LLM-based Zero-shot Triple Extraction for Automated Ontology Generation from Software Engineering Standards
Songhui Yue
TL;DR
This work addresses automated ontology generation from Software Engineering Standards (SES) by focusing on relation triple extraction (RTE) within an open-source, LLM-assisted workflow. It proposes an assertion-led ABox–TBox co-extraction approach that builds a reusable ontology scaffold $G=(V,E)$ from SES text, integrating constrained LLM prompts with postprocessing and normalization. The study constructs three expert-annotated reference sets (Ref-Short, Ref-Medium, Ref-Long) to evaluate robustness across granularities and demonstrates that a 7B open-source LLM can be competitive with the Stanford OpenIE baseline, especially in precision. The contributions include a practical, end-to-end workflow for SES AOG, a scaffold-building methodology, and preliminary benchmarks, with future work aiming to extend to the full SES, improve recall via cross-sentence techniques, and release an OWL 2 ontology alongside public benchmarks for broader use.
Abstract
Ontologies have supported knowledge representation and white-box reasoning for decades; thus, the automated ontology generation (AOG) plays a crucial role in scaling their use. Software engineering standards (SES) consist of long, unstructured text (with high noise) and paragraphs with domain-specific terms.

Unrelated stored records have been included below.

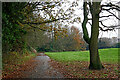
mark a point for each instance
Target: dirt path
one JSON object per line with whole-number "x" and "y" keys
{"x": 43, "y": 69}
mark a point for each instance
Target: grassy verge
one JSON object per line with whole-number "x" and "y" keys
{"x": 109, "y": 55}
{"x": 74, "y": 64}
{"x": 13, "y": 60}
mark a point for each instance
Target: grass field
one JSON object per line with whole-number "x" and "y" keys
{"x": 109, "y": 55}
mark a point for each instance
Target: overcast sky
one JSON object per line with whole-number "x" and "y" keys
{"x": 111, "y": 21}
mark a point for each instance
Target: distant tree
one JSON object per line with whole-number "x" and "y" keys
{"x": 94, "y": 8}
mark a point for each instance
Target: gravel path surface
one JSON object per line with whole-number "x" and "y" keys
{"x": 43, "y": 68}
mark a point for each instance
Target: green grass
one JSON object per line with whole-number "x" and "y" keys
{"x": 109, "y": 55}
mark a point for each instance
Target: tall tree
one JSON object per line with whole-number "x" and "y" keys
{"x": 95, "y": 8}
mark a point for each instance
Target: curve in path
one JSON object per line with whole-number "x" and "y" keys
{"x": 43, "y": 68}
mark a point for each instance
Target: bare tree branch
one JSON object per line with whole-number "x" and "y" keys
{"x": 105, "y": 16}
{"x": 48, "y": 21}
{"x": 106, "y": 29}
{"x": 112, "y": 26}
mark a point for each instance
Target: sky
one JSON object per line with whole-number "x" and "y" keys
{"x": 111, "y": 21}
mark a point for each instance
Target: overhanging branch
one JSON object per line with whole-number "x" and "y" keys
{"x": 48, "y": 21}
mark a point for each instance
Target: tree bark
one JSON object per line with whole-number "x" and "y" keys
{"x": 95, "y": 62}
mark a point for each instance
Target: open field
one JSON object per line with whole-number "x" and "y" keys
{"x": 109, "y": 55}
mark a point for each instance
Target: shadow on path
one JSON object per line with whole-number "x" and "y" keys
{"x": 43, "y": 68}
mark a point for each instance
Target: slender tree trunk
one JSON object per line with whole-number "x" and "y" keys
{"x": 93, "y": 46}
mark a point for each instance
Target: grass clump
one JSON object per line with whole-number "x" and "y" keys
{"x": 107, "y": 55}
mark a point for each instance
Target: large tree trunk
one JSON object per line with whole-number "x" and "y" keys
{"x": 93, "y": 46}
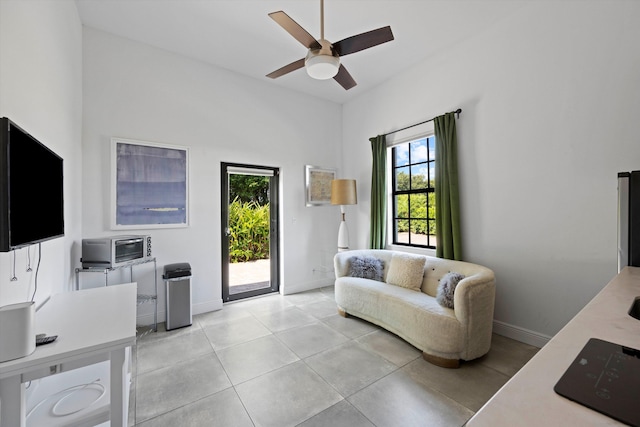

In this setting, relation triple extraction (RTE), together with term extraction, constitutes the first stage toward AOG. This work proposes an open-source large language model (LLM)-assisted approach to RTE for SES. Instead of solely relying on prompt-engineering-based methods, this study promotes the use of LLMs as an aid in constructing ontologies and explores an effective AOG workflow that includes document segmentation, candidate term mining, LLM-based relation inference, term normalization, and cross-section alignment. Expert-annotated reference sets at three granularities are constructed and used to evaluate the ontology generated from the study. The results show that it is comparable and potentially superior to the OpenIE method of triple extraction.